With ListenAI, teams can use AI moderated interviews for:
- Product feedback
- UX research
- Churn research
- Win/loss interviews
- Concept testing
- Message testing
- Customer discovery
- Onboarding feedback
The goal is not just to collect more responses.
The goal is to collect better conversations: specific, contextual, and useful for decision-making.
FAQ
What is an AI moderated interview guide?
An AI moderated interview guide is a structured document that tells an AI moderator how to conduct a research interview. It includes the research goal, participant profile, questions, probing instructions, guardrails, and analysis instructions.
How is an AI moderated interview guide different from a normal interview guide?
A normal interview guide may rely on the human moderator’s judgment. An AI moderated interview guide needs more explicit instructions about when to probe, what counts as a useful answer, what to avoid, and how to keep the conversation focused.
How many questions should an AI moderated interview have?
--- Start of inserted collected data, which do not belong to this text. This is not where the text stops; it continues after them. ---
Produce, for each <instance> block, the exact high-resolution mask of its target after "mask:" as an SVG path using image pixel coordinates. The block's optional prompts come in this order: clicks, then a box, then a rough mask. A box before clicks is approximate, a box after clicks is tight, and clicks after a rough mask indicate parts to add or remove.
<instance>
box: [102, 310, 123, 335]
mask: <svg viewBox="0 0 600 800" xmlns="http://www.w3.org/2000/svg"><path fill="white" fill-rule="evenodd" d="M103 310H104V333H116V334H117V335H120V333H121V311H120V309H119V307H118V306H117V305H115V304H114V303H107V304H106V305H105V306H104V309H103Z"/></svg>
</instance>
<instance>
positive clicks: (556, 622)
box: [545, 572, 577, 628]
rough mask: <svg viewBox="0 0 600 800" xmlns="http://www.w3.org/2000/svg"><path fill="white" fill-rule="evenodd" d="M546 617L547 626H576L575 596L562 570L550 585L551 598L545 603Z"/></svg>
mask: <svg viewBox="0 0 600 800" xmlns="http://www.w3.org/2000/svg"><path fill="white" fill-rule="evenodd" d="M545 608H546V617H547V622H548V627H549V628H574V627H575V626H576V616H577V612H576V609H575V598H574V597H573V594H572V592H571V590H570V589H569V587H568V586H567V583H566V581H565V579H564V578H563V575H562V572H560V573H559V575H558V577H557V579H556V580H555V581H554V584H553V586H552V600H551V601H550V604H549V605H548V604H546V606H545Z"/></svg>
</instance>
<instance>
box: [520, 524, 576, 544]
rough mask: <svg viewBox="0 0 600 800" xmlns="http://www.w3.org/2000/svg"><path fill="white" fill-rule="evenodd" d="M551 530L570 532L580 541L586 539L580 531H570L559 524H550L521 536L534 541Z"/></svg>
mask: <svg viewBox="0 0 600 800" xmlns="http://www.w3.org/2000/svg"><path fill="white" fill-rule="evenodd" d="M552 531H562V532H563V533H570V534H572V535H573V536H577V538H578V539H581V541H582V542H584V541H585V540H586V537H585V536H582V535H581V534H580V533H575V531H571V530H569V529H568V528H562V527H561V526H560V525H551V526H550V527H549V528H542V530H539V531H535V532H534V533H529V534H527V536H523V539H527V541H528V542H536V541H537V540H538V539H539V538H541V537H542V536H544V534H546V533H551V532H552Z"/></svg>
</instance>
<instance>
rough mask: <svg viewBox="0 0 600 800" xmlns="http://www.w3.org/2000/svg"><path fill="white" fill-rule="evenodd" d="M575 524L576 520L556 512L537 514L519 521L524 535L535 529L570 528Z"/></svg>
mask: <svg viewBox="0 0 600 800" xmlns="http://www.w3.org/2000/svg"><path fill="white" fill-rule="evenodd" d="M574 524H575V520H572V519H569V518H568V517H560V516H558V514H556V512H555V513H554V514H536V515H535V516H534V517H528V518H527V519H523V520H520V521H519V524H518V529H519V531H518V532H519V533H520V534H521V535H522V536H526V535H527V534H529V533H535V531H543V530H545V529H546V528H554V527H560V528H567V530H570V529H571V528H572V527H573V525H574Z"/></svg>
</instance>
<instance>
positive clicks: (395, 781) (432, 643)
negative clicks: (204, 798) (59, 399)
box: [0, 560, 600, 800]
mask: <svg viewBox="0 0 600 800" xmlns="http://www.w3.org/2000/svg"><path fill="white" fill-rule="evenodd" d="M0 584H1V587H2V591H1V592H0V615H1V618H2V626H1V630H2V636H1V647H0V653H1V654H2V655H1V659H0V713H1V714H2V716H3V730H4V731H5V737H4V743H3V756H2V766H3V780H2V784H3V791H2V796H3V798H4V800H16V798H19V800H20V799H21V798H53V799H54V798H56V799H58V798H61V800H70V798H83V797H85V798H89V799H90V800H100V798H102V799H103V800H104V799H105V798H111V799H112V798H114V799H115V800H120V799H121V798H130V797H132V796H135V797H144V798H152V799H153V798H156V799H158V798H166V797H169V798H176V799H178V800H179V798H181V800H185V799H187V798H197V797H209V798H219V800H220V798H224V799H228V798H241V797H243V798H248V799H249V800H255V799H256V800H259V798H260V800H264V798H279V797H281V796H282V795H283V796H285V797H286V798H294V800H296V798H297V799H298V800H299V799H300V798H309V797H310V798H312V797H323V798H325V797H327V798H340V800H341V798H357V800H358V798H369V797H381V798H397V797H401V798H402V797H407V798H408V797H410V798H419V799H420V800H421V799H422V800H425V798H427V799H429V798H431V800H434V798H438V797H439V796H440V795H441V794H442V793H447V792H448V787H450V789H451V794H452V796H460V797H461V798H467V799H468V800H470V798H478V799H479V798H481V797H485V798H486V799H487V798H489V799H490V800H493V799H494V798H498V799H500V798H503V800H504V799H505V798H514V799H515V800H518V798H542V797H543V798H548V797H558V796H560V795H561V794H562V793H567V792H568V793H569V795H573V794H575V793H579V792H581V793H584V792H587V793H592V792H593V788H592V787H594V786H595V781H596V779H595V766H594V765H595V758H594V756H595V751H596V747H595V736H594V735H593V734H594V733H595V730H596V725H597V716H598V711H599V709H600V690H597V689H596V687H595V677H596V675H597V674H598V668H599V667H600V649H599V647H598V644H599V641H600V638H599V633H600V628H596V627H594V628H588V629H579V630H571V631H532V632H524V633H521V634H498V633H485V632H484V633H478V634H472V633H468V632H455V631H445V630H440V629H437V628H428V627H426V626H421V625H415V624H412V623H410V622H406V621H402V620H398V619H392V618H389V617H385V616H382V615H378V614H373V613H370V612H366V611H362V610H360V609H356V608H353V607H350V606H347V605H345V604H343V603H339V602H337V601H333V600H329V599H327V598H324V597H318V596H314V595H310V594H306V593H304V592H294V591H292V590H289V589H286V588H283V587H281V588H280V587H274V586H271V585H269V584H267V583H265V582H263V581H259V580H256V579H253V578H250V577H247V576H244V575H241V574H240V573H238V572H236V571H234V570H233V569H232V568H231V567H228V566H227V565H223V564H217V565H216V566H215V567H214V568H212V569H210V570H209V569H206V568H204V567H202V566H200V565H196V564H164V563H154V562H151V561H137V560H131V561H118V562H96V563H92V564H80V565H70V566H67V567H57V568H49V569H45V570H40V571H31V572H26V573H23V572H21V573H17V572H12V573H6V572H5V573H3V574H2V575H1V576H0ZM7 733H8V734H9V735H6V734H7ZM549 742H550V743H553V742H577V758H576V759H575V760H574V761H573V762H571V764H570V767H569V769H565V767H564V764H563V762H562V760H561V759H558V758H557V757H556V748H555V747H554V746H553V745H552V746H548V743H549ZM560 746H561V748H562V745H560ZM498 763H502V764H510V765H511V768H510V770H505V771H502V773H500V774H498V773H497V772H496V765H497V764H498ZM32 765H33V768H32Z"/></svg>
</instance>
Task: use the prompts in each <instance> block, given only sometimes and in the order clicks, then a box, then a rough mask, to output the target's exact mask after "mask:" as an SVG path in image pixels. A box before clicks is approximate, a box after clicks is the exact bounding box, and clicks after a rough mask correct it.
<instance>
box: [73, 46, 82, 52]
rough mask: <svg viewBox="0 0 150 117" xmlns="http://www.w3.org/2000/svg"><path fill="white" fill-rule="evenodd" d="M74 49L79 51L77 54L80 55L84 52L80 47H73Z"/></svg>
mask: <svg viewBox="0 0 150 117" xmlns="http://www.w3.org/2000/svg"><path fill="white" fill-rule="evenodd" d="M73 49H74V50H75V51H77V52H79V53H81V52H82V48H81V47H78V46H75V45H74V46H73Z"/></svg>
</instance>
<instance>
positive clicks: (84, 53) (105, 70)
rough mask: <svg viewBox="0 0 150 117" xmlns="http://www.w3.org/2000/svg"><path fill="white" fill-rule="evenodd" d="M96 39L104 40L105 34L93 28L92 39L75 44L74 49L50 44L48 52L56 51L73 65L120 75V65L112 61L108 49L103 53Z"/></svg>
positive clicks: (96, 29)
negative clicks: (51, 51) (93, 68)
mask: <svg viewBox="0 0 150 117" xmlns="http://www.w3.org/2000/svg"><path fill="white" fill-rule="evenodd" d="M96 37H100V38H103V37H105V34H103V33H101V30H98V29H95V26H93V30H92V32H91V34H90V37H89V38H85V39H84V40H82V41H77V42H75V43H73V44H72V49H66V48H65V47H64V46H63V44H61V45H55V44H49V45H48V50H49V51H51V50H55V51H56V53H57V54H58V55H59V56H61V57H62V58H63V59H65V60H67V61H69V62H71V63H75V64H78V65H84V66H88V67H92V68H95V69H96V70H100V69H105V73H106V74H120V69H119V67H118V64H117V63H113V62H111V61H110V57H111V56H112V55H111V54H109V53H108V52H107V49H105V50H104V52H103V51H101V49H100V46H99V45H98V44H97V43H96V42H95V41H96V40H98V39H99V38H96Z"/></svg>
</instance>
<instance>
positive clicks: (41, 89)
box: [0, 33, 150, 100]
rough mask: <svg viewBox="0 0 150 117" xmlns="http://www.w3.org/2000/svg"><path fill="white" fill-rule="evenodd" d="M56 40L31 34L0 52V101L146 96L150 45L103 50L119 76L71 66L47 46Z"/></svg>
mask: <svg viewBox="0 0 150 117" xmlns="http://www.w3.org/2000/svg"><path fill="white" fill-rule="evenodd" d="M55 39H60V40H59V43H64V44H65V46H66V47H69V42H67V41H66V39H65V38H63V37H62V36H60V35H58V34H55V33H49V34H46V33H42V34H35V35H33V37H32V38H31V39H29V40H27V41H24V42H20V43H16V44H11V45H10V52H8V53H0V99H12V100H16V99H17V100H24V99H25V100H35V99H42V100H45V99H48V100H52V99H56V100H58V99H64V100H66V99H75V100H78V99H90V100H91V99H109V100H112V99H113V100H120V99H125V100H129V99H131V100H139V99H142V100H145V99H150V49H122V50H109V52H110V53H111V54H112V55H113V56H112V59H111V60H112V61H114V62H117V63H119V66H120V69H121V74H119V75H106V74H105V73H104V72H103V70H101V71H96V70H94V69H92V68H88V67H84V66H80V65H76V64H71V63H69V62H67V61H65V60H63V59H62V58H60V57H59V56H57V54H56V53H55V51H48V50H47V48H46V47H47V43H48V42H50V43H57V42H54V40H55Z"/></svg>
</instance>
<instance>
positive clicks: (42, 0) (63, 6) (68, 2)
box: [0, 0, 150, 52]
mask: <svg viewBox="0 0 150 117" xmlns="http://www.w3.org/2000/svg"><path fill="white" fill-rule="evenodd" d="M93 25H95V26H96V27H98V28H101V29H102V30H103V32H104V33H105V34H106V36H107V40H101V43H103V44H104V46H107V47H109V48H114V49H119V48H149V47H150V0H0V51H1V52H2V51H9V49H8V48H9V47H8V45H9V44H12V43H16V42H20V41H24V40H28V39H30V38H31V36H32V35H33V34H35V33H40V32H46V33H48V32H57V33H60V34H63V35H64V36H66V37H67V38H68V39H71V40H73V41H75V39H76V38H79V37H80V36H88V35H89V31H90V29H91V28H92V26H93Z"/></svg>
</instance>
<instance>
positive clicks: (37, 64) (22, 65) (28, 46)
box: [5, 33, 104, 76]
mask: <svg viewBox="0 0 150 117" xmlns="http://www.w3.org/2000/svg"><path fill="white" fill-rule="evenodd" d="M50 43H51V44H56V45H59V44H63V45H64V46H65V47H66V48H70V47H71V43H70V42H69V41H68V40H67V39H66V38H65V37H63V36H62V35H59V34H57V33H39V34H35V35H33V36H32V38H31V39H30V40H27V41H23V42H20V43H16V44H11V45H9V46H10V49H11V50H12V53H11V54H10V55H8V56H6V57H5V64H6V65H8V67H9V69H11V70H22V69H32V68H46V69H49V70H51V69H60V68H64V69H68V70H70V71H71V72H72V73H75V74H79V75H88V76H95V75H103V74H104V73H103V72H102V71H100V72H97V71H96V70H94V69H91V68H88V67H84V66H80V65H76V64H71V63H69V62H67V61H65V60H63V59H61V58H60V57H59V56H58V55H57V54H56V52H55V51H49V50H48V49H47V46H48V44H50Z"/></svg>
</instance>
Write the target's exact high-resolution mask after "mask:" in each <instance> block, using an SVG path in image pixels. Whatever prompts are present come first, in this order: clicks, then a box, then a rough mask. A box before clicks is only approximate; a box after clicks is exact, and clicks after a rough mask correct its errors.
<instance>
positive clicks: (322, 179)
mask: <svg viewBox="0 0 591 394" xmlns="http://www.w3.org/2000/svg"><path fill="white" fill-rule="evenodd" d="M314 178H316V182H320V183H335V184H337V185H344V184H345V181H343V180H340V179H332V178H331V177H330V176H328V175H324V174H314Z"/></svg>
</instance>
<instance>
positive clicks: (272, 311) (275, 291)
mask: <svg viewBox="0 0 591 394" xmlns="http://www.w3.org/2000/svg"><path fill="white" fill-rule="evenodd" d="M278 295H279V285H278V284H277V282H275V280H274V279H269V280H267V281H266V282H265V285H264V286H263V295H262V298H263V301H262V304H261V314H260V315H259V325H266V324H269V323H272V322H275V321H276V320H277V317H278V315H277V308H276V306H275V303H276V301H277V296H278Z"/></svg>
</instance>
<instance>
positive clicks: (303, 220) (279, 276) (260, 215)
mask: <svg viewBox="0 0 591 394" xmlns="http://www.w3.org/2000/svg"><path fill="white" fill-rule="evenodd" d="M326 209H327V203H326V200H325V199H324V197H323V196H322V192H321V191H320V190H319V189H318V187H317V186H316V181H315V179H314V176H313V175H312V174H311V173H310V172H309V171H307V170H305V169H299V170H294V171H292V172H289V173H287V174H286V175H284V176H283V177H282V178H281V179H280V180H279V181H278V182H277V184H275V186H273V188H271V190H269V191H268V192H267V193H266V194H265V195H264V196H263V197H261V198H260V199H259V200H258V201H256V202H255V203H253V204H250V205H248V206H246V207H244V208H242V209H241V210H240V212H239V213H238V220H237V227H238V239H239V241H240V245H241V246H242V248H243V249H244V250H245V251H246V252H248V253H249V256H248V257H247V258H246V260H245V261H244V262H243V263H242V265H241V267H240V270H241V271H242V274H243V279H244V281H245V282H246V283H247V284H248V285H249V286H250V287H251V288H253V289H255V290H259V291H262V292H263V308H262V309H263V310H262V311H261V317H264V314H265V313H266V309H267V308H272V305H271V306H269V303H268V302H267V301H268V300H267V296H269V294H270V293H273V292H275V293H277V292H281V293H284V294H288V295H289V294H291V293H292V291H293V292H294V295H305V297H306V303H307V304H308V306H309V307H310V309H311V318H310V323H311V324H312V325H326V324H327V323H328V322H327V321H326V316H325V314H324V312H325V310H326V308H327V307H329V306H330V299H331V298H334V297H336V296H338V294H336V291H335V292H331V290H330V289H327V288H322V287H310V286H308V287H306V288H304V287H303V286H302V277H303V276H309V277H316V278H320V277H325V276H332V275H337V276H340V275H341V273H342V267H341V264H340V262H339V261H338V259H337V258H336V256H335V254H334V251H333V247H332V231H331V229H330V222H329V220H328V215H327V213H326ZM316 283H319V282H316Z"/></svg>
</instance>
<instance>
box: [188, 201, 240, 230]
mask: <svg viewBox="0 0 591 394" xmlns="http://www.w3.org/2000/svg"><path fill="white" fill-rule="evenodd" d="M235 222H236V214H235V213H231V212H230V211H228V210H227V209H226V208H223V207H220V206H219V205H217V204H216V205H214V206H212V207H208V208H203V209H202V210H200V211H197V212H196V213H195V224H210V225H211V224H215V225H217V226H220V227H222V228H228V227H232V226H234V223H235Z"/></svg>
Most AI moderated interviews should have 5 to 8 core questions for a short study and 8 to 12 for a deeper study. Fewer questions with better follow-ups usually produce better insights.
What makes a good AI interview question?
A good AI interview question is open-ended, neutral, specific, and designed to invite stories or examples. For example, “Can you walk me through what happened the first time you tried to set up the product?” is stronger than “Was setup easy?”
Should AI moderated interviews include follow-up instructions?
Yes. Follow-up instructions are one of the most important parts of the guide. They tell the AI when to probe vague answers, ask for examples, clarify confusion, and explore important details.
What should AI moderators avoid?
AI moderators should avoid leading questions, suggesting answers, defending the product, asking multiple questions at once, over-probing the same topic, and asking for unnecessary sensitive information.
Can I use the same guide for every AI moderated interview?
No. You can reuse the structure, but each guide should be adapted to the research goal, participant profile, and decision you are trying to support.
What is the biggest mistake when writing an AI moderated interview guide?
The biggest mistake is writing only a list of questions without giving the AI moderator context, probing rules, guardrails, and analysis instructions.
Final Takeaway
A strong AI moderated interview guide is not just a script.
It is the operating system for the interview.
It tells the AI moderator what the study is trying to learn, who the participant is, what questions to ask, when to probe, what to avoid, and how the results should be analyzed.
If the guide is weak, the AI interview will likely produce shallow answers.
If the guide is specific, neutral, focused, and well-instructed, the AI moderator can collect richer responses at scale.
The best AI moderated interview guides do three things well:
They define a clear research goal.
They ask open-ended questions that invite stories.
They give the AI clear instructions for probing vague answers.
That is how teams move from generic feedback to useful qualitative insight.